Solution to Relocating African Tech Firms

One way we can stop this technology drain is to use tax policy to entice the foreign investors to do real FDI where they invest and possibly support the local firms to stay in Africa. The key is to deploy smart tax incentive to make Africa more exciting to both local and foreign investors. And if we do that, we would not just keep African firms here but could attract foreign companies to move and operate within Africa. As I have noted, Silicon Valley was built by men (and women) and our governments must put out policies to galvanize and seed our opportunities.

If you go back to history, you will notice that there was nothing like Silicon Valley before Shockley invented the transistors and legends like Gordon Moore made the two words “Silicon Valley” something iconic. So, Silicon Valley became because men made it happen. And U.S. government had a major role: the co-Founder of Intel Corp Gordon Moore worked on his post doctoral research in the Johns Hopkins University Applied Physics Lab under a U.S. government funded project. When he moved back to California to co-found Intel Corp, that government project had provided real practical insights to him. Those were catalytic in starting Intel.

One of the key enablers of the new City was the on-boarding of investors who came to seek opportunities. Sandy Hill Road, Menlo Park (California) became a street into the future of the world where many investors made homes, investing in game-changing startups. Those companies saw opportunities and came, and they also seeded new opportunities. It became a positive continuum which remains till today.

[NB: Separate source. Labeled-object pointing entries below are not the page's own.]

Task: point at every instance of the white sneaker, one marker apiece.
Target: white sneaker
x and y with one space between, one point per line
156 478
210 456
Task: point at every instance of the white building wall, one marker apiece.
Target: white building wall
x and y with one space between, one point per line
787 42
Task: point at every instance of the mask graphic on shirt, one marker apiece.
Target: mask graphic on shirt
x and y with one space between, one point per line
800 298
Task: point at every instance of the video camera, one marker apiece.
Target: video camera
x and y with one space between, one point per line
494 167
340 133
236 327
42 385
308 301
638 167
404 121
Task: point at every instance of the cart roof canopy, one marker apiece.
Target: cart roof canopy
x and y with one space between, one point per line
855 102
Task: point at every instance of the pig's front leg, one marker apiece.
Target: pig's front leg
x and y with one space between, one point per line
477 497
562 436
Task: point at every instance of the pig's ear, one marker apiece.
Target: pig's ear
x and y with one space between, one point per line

To create such enablers in Nigeria, I propose the following specifically for the VC sector:

  • Government should offer new VC (venture capital) firms in Nigeria a ten year tax incentive on profits if they have asset base of at least $50 million and will deploy the capital in Nigerian startups within 10 years.
  • Offer new VC firms in Nigeria the opportunity to repatriate 100% of profit within ten years. That will help the country to attract foreign investors to make Nigeria home.

If we have this type of incentive, we will see many VC funds making Nigeria home to explore opportunities in Nigeria and continental Africa. That influx of capital will have many multiples of benefits to our economy, our people, and the Nigerian technology space. Most especially our tech firms will stay home.

Yes, we have a tax problem but the VC industry is not going to fix that for us since it is not one of the areas where we have been unable to appropriately collect taxes. There is no tax avoidance in the sector because none exists at the moment in the VC sector. The goal of this incentive is to explore how to deepen our capabilities to ensure that future companies are created in Nigeria. Our Vice President has been working on improving the business ecosystem in Nigeria; making it easier for startups to receive capital would go a long way. A new tax regime for investors, especially at the early stages, would be strategic for the nation.